NOVEMBER TURN: The stock market is coming off a two-week winning streak for the benchmark S&P 500. Stocks appeared to have regained their footing after a skid in October snapped a six-month string of gains for the S&P 500. Stocks rallied last week after the U.S. midterm elections turned out largely as investors expected, with a divided Congress promising legislative gridlock in Washington the next couple of years.

While the market has typically thrived in periods of divided government, investors continue to grapple with uncertainty over the U.S.-China trade dispute and the potential impact of increased oversight of Corporate America by Democrats, who will be taking over leadership in the House of Representatives in January.

In addition, some companies have recently reported third-quarter earnings and outlooks that have stoked investors’ worries about the future growth of corporate profits.

While companies got a boost this year from the lower tax rates put in place by President Donald Trump and the GOP last December, several companies have recently warned about the impact of higher costs related to tariffs and rising interest rates.

About 90 percent of S&P 500 companies have reported third-quarter results so far, with some 51 percent of those posting earnings and revenue that topped Wall Street’s forecasts, according to S&P Global Market Intelligence. Several big retailers are due to deliver results this week, including Walmart, Home Depot, Williams-Sonoma, Nordstrom and J.C. Penney.

ENERGY: Benchmark U.S. crude gave up an early gain, sliding 0.4 percent to settle at $59.93 per barrel in New York. Brent crude, used to price international oils, dipped 0.1 percent to close at $70.12 per barrel in London. Oil futures rose earlier on news that Saudi Arabia and other major producers planned to reduce output.
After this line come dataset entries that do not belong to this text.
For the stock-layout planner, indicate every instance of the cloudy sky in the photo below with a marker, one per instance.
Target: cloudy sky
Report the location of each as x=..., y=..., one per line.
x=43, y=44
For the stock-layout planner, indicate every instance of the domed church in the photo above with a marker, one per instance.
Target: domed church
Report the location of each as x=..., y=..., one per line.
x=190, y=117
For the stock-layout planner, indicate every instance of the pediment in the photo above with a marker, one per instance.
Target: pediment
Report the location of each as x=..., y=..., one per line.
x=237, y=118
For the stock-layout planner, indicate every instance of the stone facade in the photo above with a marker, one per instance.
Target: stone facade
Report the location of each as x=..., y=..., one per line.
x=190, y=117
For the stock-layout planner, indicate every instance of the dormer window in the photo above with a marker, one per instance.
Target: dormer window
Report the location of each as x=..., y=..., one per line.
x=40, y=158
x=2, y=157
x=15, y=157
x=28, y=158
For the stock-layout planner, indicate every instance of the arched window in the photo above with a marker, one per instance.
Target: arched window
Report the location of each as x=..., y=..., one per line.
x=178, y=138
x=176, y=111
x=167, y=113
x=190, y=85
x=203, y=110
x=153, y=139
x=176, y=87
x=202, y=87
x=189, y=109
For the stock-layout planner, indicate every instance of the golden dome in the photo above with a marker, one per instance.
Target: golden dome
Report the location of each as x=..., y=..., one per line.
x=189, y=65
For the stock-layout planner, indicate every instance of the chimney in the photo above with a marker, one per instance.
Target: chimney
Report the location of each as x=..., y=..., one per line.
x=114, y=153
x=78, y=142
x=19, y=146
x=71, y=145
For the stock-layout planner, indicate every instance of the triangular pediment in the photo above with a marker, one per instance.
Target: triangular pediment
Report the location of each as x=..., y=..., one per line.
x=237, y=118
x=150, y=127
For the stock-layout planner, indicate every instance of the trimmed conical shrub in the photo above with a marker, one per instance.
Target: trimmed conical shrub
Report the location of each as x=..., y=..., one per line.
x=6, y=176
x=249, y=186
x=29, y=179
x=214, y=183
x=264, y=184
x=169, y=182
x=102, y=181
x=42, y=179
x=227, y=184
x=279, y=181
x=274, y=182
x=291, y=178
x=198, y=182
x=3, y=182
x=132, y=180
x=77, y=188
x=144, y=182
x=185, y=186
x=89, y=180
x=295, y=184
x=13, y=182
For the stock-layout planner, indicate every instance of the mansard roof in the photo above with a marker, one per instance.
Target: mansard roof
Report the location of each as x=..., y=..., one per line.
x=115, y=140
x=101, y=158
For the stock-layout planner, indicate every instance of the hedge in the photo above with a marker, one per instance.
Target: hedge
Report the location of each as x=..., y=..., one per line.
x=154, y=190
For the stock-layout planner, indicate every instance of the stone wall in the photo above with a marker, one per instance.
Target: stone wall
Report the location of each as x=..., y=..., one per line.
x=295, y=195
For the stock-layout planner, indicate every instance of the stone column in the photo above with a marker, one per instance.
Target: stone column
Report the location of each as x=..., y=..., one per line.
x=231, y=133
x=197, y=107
In other energy trading, heating oil fell 0.8 percent to $2.16 a gallon and wholesale gasoline gained 0.9 percent to $1.64 a gallon. Natural gas rose 1.9 percent to $3.79 per 1,000 cubic feet.

CURRENCIES: The dollar strengthened to 113.86 yen from 113.80 yen on Friday. The euro fell to $1.1240 from $1.1336. The British pound weakened to $1.2853 from $1.2975 amid concerns that Britain’s government is struggling to find unity on a Brexit deal.
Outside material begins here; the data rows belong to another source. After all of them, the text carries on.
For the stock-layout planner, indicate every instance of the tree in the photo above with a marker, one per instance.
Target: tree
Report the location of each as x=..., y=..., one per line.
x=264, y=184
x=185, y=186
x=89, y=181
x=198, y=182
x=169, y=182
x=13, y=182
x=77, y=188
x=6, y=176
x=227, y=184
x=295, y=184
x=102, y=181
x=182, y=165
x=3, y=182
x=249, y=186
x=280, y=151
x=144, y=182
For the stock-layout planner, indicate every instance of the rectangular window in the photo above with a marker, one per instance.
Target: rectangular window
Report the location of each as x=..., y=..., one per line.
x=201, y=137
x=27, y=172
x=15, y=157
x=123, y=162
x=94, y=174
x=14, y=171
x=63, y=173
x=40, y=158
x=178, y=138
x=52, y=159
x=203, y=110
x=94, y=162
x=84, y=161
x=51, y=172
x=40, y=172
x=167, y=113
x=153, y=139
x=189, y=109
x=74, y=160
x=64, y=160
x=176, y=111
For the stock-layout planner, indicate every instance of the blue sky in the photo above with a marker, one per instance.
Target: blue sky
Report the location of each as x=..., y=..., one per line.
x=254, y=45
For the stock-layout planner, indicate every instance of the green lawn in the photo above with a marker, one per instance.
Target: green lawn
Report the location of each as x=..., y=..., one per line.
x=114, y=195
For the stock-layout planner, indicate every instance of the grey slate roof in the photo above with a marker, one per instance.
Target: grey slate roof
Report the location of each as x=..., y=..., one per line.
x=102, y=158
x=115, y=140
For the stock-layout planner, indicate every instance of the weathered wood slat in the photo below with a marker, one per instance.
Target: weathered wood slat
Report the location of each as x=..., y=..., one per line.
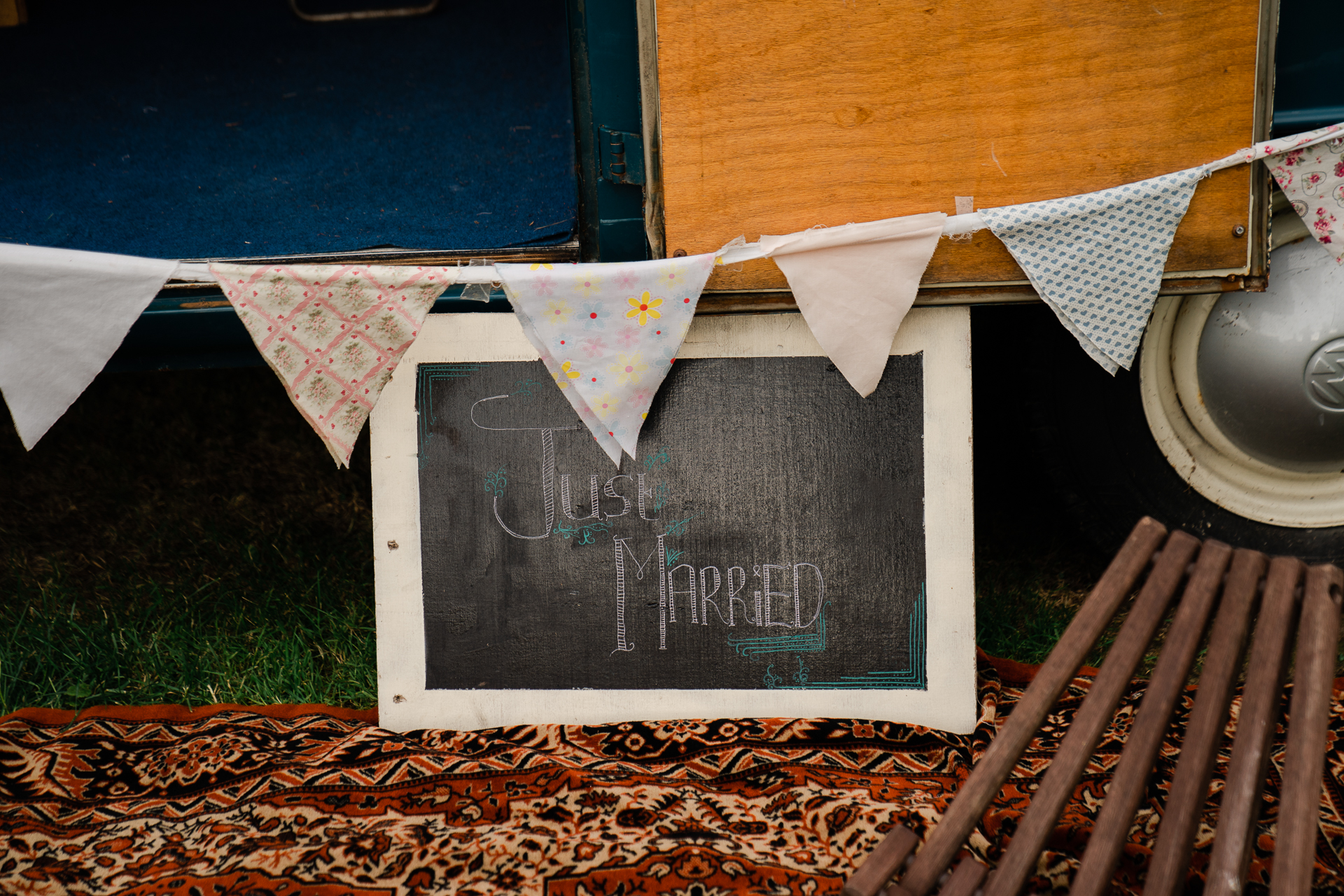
x=1136, y=762
x=1059, y=668
x=882, y=862
x=1261, y=697
x=1092, y=719
x=965, y=879
x=1190, y=785
x=1310, y=716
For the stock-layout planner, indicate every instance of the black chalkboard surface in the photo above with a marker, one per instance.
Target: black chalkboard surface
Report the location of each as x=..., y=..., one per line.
x=771, y=535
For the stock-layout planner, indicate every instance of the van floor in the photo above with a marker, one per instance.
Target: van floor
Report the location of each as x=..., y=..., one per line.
x=232, y=128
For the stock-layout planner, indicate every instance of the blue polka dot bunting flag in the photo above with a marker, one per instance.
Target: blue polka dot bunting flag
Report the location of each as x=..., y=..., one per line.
x=1097, y=260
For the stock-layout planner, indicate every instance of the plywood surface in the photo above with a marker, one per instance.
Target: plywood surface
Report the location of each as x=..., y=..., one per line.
x=780, y=115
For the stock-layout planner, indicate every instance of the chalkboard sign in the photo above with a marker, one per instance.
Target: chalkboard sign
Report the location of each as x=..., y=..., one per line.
x=771, y=551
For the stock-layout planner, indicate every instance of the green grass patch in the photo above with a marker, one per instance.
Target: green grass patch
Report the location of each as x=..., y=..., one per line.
x=187, y=648
x=185, y=538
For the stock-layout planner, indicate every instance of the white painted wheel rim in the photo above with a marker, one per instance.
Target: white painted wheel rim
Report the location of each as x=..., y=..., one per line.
x=1195, y=447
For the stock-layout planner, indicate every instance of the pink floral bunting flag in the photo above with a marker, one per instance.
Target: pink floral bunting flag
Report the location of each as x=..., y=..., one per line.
x=334, y=333
x=608, y=333
x=1313, y=182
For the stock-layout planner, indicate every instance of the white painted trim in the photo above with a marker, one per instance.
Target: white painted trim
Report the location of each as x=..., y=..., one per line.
x=949, y=701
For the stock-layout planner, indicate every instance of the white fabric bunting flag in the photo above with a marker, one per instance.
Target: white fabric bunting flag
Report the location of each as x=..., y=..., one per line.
x=62, y=316
x=608, y=333
x=1313, y=182
x=855, y=284
x=334, y=333
x=1097, y=260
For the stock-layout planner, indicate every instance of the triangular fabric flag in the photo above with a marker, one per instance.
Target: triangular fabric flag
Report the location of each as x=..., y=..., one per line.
x=62, y=315
x=1276, y=147
x=1097, y=260
x=1313, y=182
x=334, y=333
x=608, y=333
x=855, y=284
METALS: Gold fell 0.4 percent to $1,203.50 an ounce. Silver lost 0.9 percent to $14.01 an ounce. Copper slid 0.3 percent to $2.68 a pound.
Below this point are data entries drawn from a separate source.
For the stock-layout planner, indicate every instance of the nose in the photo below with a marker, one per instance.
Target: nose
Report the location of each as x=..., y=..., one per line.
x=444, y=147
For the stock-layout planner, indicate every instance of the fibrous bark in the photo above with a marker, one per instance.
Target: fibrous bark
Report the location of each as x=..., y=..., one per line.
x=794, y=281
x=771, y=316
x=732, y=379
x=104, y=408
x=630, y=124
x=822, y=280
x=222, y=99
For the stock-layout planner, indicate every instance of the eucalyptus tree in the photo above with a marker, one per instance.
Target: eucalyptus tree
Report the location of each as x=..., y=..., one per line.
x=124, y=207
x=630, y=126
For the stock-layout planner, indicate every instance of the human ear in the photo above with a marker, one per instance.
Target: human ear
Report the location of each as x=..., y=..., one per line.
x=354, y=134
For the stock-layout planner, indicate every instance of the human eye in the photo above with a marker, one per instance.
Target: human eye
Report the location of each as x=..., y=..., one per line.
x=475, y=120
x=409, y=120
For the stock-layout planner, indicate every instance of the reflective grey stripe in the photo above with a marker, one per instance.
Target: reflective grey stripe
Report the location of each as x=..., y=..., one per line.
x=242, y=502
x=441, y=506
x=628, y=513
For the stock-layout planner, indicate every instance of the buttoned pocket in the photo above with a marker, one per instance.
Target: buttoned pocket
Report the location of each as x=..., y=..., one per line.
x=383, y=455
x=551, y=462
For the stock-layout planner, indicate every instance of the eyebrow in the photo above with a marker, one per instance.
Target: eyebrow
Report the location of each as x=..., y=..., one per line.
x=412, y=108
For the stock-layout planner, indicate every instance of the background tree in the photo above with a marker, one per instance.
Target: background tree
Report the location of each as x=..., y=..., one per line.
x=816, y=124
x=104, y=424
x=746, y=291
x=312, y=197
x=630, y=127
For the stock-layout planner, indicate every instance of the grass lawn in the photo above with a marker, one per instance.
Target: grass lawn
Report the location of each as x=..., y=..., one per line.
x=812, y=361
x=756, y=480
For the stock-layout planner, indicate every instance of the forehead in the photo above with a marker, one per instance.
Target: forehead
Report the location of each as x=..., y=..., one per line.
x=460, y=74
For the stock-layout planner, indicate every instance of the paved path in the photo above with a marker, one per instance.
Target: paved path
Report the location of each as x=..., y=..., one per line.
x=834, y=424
OVERSEAS STOCK MARKET UPDATE: Major stock indexes in Europe declined. Germany’s DAX lost 1.8 percent and France’s CAC 40 fell 0.9 percent. Britain’s FTSE 100 shed 0.7 percent. In Asia, markets finished mixed. Japan’s Nikkei 225 added 0.1 percent, while Hong Kong’s Hang Seng rose 0.1 percent. Australia’s S&P-ASX 200 gained 0.3 percent. The Kospi in South Korea dipped 0.3 percent.